Play began at the 135th edition of the Wimbledon tennis tournament in London on Monday without the participation of Russian or Belarusian athletes. The All England Lawn Tennis and Croquet Club (AELTC) announced in April that it was going along with British government’s demands, part of the chauvinist hysteria aimed at justifying the US-NATO proxy war with Russia.
The ban on Russian and Belarusian players means that five of the top 100 male players, four Russians (Daniil Medvedev, Andrey Rublev, Karen Khachanov, Aslan Karatsev) and one Belarusian (Ilya Ivashka) will not be in attendance. Medvedev, reigning US Open champion, is currently ranked number one in the world and Rublev number eight.
Eleven of the top 100 female players, eight Russians (Daria Kasatkina, Veronika Kudermetova, Ekaterina Alexandrova, Ludmilla Samsonova, Varvara Gracheva, Anna Kalinskaya, Anastasia Potapova, Anastasia Pavlyuchenkova) and three Belarusians (Aryna Sabalenka, Victoria Azarenka, Aliaksandra Sasnovich) have also been blocked from competing. Sabalenka, a semi-finalist at Wimbledon last year, is ranked number six in the world, Kasatkina number thirteen, Kudermetova number nineteen and Azarenka number twenty.
The prohibition on the tennis players has been widely criticized even within the elite tennis world. In order that the Russian and Belarusian players will not be penalized, the ATP (Association of Tennis Professionals), the worldwide tour for men, and the Women’s Tennis Association, the equivalent for women, along with the International Tennis Federation, have stripped Wimbledon of ranking points this year, effectively reducing it, in the words of one commentator, to an “exhibition” tournament. However, the 40 million pounds (US$50 million) in prize money has continued to draw most of the top players.

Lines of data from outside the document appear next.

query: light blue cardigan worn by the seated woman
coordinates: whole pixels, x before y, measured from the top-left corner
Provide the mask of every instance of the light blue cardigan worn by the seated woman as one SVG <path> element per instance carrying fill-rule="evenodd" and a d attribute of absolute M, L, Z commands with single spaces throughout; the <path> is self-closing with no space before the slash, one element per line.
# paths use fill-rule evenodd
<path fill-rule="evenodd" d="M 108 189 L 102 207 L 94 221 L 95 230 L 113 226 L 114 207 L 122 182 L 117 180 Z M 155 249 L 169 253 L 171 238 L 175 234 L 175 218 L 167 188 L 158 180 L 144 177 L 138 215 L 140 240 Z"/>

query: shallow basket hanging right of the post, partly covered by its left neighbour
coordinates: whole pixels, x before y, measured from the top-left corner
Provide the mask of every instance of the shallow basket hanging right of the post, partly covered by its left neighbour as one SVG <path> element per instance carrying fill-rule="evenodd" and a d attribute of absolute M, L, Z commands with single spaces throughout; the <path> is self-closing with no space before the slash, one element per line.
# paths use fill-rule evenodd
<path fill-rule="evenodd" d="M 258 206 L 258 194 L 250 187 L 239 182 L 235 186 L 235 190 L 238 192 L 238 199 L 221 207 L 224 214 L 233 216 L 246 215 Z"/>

Current and former tennis stars, including Novak Djokovic, Billie Jean King, Martina Navratilova, John McEnroe and Sloane Stephens, have opposed the ban.
Describing himself as “a child of war,” in reference to the bloody conflicts in the Balkans in the 1990s, Djokovic, a Serb, has said that he does not see how the Russian and Belarusian players “have contributed to anything that is really happening. … I don’t feel it’s fair.” Stephens, a member of the WTA Player Council, former world number three and 2017 US Open champion, defended the decision to strip Wimbledon of its ranking points on the grounds that “discrimination will never be tolerated.”
The hypocrisy of the All England Club decision is almost supernatural. Chairman of the board Ian Hewitt told ESPN that the ban of Russian and Belarusian players was a decision that was “beyond the interests of tennis alone” and was “influenced by the directive guidance which the government gave us in relation to the matter.”
Hewitt went on to tell ESPN that given the profile the tournament had, “it was very important to us that Wimbledon … should not be used in any way, by the propaganda machine which we know the Russian government employs in relation to its own people and how their position in the world is presented and … we just would not countenance Wimbledon success or participation in Wimbledon being misused in that way.”
The crimes of the Putin regime are considerable, including its reactionary invasion of Ukraine, which has provided the US and its gangster allies in Europe the occasion to intervene in the conflict, massively increase defense spending and bring the world to the verge of nuclear war.
However, what is the record of the Wimbledon tournament in relation to “tragic situations” (Hewitt) like the one in Ukraine? First of all, one needs to point out that black players were not allowed to play at the All England Club until 1951, and Jews were not accepted until 1952. Angela Buxton, the British Jewish former Wimbledon doubles champion in 1956 (as the partner of African-American Althea Gibson), told a reporter that 50 years after her triumph she had not been invited by the Club to join. She observed that she had been on the “waiting list” since she applied in the 1950s.
Since the first Wimbledon tournament in the 1870s, the British ruling class and its military have carried out invasions, occupations, massacres and assorted atrocities in so many parts of the globe (India, Ireland, Kenya, etc.) that it would take a dozen articles of this length merely to identify them. As the great Marxist Leon Trotsky once noted of British imperialism, “bribery, eloquence and deception, and colonial methods of sanguinary oppression and hypocrisy, along with every other form of vileness, have entered equally into the rich arsenal of the ruling clique of the world’s greatest empire.”
In more recent years, reduced to the status of a subordinate power, the British powers-that-be have acted as willing allies of the US in further massive crimes, in Iraq, Afghanistan, Libya, Syria and elsewhere. Has the All England Club ever spoken out against or acted in regard to a single one of these horrors? The question is purely rhetorical.
The Club, whose board of directors includes the expected assortment of multi-millionaire businessmen, wealthy lawyers and lords and ladies, spiritually presided over by the Duchess of Cambridge (Kate Middleton), has turned itself, eagerly, without a whimper, into an arm of the despised Boris Johnson government and its filthy foreign policy. There is not much more to say.